Le chien, la mouche et le cochon, ou l’histoire de la quête des truffes

Hello petit chapitre sur l’histoire de la truffe et quelques recette sur les prochains articles.

Si la truffe est devenue si rare, si chère et si mystérieuse, c’est parce que les hommes ont quitté les campagnes et perdu leur savoir faire. Autrefois, la quête des truffes était l’affaire des « petites mains » : les anciens et les enfants.

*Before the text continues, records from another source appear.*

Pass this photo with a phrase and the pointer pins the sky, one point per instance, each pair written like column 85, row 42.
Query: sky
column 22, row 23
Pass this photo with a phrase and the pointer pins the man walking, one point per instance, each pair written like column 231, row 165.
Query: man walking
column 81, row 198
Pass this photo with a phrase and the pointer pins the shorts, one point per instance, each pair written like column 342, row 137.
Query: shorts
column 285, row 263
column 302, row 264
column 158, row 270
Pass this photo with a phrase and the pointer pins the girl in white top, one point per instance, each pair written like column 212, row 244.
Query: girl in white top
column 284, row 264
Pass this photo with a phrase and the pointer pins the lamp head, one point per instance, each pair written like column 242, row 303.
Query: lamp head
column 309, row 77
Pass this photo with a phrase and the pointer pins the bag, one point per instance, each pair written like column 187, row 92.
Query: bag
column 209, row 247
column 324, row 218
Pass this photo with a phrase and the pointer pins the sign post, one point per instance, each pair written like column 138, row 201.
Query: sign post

Bruno est propriétaire d’une ferme aux environs de Digne-les Bains, dans les Alpes-de-Haute-Provence. Son grand père lui confia un jour « le secret » : l’endroit des truffières sauvages, installées sur leur propriété. Il lui indiqua aussi les différentes façons de récolter les truffes. Les leçons furent bien apprises, et Bruno est devenus en peu de temps un maître « rabassier » (ramasseur de truffes). Aujourd’hui, il va transmettre ses secrets à son meilleur ami, Charles, un passionné de champignons.

Nous sommes à la mi-janvier, un soleil radieux brille, l’air est un peu frais  et un léger vent fais tournoyer les éoliennes. Bruno à préparé le matériel : un « cavillon »- sorte de petite canne dont l’extrémité est gainée de métal-, une musette, une petite baguette de bois fourchue à son extrémité et, chose plus singulière, un tournevis. Les voilà partis à travers les chemins caillouteux, longeant les champs de lavande ou les oliviers séculaires. Encore quelques minutes de marche et nous y sommes ! s’écrie Bruno. Regarde sur le coteau plein sud, il y a des  chênes verts  et des chênes pubescents, les blancs comme on dit ici. C’est là que sont les truffes ! D’un œil averti, il inspecte les lieux et repère un « brulé » autour d’un chêne : A présent, ouvrons l’œil, il faut repérer la mouche. Pour cela aide toi de la petite baguette fourchue pour la faire fuir. a son envol, pose la baguette au sol, juste à l’endroit  du départ. Puis, il faut être très patient, elle reviendra pour pondre et surveillé ses œufs. C’est une mouche de quelques millimètres, aux ailes légèrement bleutées, au vol lord et silencieux. Elle se pose toujours au dessus des truffes enfouies dans le sol.

Tel un félin guettant sa proie, parcourant le brulé a quatre pattes, la tête au ras du sol, il ne faut que peu de temps à Charles pour repérer puis faire fuir l’insecte. Son pouls s’accélère,  ses yeux  sont figés sur la petite baguette posée au sol…. Ca y est, il a repéré l’endroit. Bruno sort de sa musette le fameux tournevis. Il s’agenouille, et retire quelques petits cailloux, puis sonde le sol en enfonçant doucement la lame du tournevis. A quelques centimètres de profondeur, il ressent une petite résistance. Elle est là ! Il creuse avec d’infinies précautions. La terre exhale le parfum de la truffe. Il voit enfin le fruit magique, le dégage, puis, à l’aide  de son cavillon, le remonte doucement à la surface. Il observe la truffe attentivement, la soupèse, vérifie sa fermeté, puis la porte à son nez pour en saisir les arômes subtils. Elle est à point ! Les mouches ne se trompent jamais, elles reconnaissent les meilleurs ! Il rebouche le trou tout aussi délicatement qu’il l’a creusé. Le cœur  de Charles bat fort. C’est sa première truffe, son premier diamant noir, « lou rabasso negro » comme ils disent ici. Il ne leur  reste plus qu’à rentrer à la ferme, faire une brouillade aux œufs.

le cochon, très friand de truffes et doté  d’un bon odorat, est utilisé dans le sud-ouest de la France.

Les chiens dressés sont aussi beaucoup utilisés.

Pour les plus patient  l’observation de la mouche, Suillia gigantea est utilisés.